Texas’s Governor, Rick Perry, who is considering running for president in the next election, is highly opposed to the new law — something that he’s likely aware conservatives will remember fondly in any future election. Back in 2012 when the Supreme Court was debating the constitutionality of the Affordable Care Act, the governor was very hopeful it would be shot out of the water, calling it an “unprecedented and dangerous overreach” according to Perry’s website. An appeal of the ACA is still in the works, with 26 states signed on in asking the Supreme Court to reconsider.
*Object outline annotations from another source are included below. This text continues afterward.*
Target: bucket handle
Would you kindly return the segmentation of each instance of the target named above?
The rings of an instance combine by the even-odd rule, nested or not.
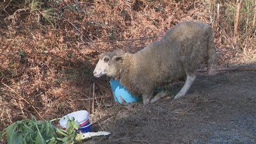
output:
[[[92,125],[92,118],[90,116],[89,116],[89,118],[91,119],[91,122],[90,123],[90,125],[87,125],[86,126],[85,126],[84,127],[87,127],[90,126]],[[90,122],[90,120],[89,120],[89,122]]]

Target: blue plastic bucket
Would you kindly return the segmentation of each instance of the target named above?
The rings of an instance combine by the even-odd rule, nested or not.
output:
[[[127,103],[139,101],[139,97],[134,97],[130,94],[127,91],[126,88],[124,88],[124,86],[121,85],[120,83],[120,80],[115,81],[111,79],[109,83],[112,88],[113,95],[116,102],[118,102],[119,103],[122,104],[122,101],[121,97],[125,100],[125,102]]]
[[[86,133],[87,132],[92,132],[91,128],[91,124],[92,122],[90,122],[89,117],[90,118],[90,116],[89,116],[89,113],[87,111],[77,111],[67,115],[70,118],[71,118],[71,117],[74,117],[75,118],[75,122],[80,125],[80,128],[77,130],[79,133],[81,134]],[[67,118],[67,115],[63,118]],[[92,121],[92,118],[91,121]],[[60,120],[60,124],[64,130],[66,130],[67,122],[68,120],[67,119],[61,119]]]

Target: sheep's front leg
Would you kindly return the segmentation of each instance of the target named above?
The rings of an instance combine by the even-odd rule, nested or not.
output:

The nonpartisan Kaiser Family Foundation notes that Texas has “the highest percentage of uninsured of any state,” and that its uninsured rate “far exceeds the U.S. average of 16 percent.” The study also notes that under the ACA between 1.8 million and 2.5 million individuals would be added to the state’s Medicaid program by 2019.
“Some people have poked fun at me this week for sounding like an insurance salesman. And that’s okay. I’d still be out there championing this law even if the website were perfect,” said President Obama in his weekly address, referring to online hiccups in the government healthcare website. ”For the first time last Thursday and Friday, we were able to go completely through the website with people who were dealing with our counselors at Parkland Hospital and get them to pick a plan and get to the point where all they needed to do was send in their check,” said Clay Jenkins, the Dallas County Judge.
“That can be hit or miss, but it continues to improve regularly. This was going to be a monumental challenge in Texas anyways. It’s critically important that we step into the gap created by the state’s unwillingness to work with the feds on this to find some solution,” said Jenkins, according to the New York Times.
“I’ll never stop fighting to help hard working Americans know the economic security of health care. That’s something we should all want. As I’ve said many times before, I’m willing to work with anyone, on any idea, who’s actually willing to make this law perform better. But it’s well past the time for folks to stop rooting for its failure. Because hardworking, middle-class families are rooting for its success,” said Obama in his address.